-Re: Limit number of records or total size in combiner input using jobconf?
Saptarshi Guha 2009-02-24, 02:36
On Fri, Feb 20, 2009 at 5:34 PM, Chris Douglas <[EMAIL PROTECTED]> wrote:
>> So here are my questions:
>> (1) is there a jobconf hint to limit the number of records in kviter?
>> I can (and have) made a fix to my code that processes the values in a
>> combiner step in batches (i.e takes N at a go,processes that and
>> repeat), but was wondering if i could just set an option.
> Approximately and indirectly, yes. You can limit the amount of memory
> allocated to storing serialized records in memory (io.sort.mb) and the
> percentage of that space reserved for storing record metadata
> (io.sort.record.percent, IIRC). That can be used to limit the number of
> records in each spill, though you may also need to disable the combiner
> during the merge, where you may run into the same problem.
> You're almost certainly better off designing your combiner to scale well (as
> you have), since you'll hit this in the reduce, too.
>> Since this occurred in the MapContext, changing the number of reducers
>> wont help.
>> (2) How does changing the number of reducers help at all? I have 7
>> machines, so I feel 11 (a prime close to 7, why a prime?) is good
>> enough (some machines are 16GB others 32GB)

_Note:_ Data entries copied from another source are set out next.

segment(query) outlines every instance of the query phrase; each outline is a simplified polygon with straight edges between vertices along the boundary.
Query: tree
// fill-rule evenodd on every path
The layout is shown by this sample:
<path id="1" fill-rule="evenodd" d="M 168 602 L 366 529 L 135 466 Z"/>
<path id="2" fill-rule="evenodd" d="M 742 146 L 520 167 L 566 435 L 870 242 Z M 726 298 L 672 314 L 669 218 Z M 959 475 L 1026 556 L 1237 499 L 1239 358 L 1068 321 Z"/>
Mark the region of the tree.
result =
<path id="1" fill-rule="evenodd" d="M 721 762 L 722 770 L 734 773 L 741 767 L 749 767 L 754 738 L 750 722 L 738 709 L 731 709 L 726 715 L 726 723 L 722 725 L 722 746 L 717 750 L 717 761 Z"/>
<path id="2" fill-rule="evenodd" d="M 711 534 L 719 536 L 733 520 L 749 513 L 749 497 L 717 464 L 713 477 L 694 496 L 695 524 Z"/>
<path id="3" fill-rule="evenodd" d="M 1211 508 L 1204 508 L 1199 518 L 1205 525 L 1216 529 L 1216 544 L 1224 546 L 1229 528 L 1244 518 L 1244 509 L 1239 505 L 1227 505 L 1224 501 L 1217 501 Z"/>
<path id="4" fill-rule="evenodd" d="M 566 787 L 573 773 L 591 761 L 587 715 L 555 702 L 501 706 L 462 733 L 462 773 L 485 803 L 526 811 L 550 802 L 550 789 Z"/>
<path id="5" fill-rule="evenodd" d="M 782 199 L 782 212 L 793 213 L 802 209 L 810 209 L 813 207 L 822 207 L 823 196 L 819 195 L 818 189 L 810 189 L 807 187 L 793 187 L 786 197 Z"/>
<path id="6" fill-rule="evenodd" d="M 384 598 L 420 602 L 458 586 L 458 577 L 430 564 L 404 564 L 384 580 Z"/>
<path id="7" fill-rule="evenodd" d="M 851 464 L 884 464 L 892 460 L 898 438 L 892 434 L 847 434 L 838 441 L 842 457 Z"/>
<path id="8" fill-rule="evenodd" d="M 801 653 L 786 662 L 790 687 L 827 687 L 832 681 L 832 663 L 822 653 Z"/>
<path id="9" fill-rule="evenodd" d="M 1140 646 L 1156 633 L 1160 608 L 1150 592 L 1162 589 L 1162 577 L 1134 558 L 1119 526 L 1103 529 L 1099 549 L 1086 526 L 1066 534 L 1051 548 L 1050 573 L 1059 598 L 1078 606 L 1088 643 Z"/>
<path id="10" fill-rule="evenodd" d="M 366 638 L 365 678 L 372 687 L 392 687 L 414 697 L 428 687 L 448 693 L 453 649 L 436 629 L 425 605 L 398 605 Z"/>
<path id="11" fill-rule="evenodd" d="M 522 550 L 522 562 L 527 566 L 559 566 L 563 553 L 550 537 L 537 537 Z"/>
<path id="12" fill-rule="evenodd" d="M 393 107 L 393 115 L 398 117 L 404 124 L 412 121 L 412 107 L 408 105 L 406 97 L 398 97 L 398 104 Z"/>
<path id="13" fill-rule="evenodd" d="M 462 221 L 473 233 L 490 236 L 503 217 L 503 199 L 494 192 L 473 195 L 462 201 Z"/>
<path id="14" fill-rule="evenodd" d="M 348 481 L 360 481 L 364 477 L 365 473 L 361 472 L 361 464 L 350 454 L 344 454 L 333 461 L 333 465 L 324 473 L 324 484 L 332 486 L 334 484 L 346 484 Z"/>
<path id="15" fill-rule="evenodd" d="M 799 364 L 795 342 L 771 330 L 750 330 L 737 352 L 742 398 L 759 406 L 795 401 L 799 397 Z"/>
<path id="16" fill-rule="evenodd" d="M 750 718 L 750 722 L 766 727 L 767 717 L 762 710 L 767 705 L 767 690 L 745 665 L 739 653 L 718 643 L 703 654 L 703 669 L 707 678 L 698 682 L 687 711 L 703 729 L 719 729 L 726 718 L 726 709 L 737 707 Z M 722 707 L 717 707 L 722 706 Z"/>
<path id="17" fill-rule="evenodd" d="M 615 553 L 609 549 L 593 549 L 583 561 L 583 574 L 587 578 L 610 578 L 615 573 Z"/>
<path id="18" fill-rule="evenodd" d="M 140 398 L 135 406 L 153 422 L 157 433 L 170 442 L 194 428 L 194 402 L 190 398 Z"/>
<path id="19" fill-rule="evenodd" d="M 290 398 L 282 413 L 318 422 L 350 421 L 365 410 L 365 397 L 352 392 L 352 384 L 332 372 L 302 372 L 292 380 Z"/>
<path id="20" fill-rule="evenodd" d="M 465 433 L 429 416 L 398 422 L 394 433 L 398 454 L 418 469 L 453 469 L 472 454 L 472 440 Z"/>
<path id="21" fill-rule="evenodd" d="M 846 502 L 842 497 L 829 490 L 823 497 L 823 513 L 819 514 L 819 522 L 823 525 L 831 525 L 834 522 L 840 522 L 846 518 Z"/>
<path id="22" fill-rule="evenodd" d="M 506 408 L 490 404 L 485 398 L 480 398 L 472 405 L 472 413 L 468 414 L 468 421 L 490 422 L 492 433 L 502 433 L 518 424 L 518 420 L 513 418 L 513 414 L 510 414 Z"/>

> Your combiner will look at all the records for a partition and only those
> records in a partition. If your partitioner distributes your records evenly
> in a particular spill, then increasing the total number of partitions will
> decrease the number of records your combiner considers in each call. For
> most partitioners, whether the number of reducers is prime should be
> irrelevant. -C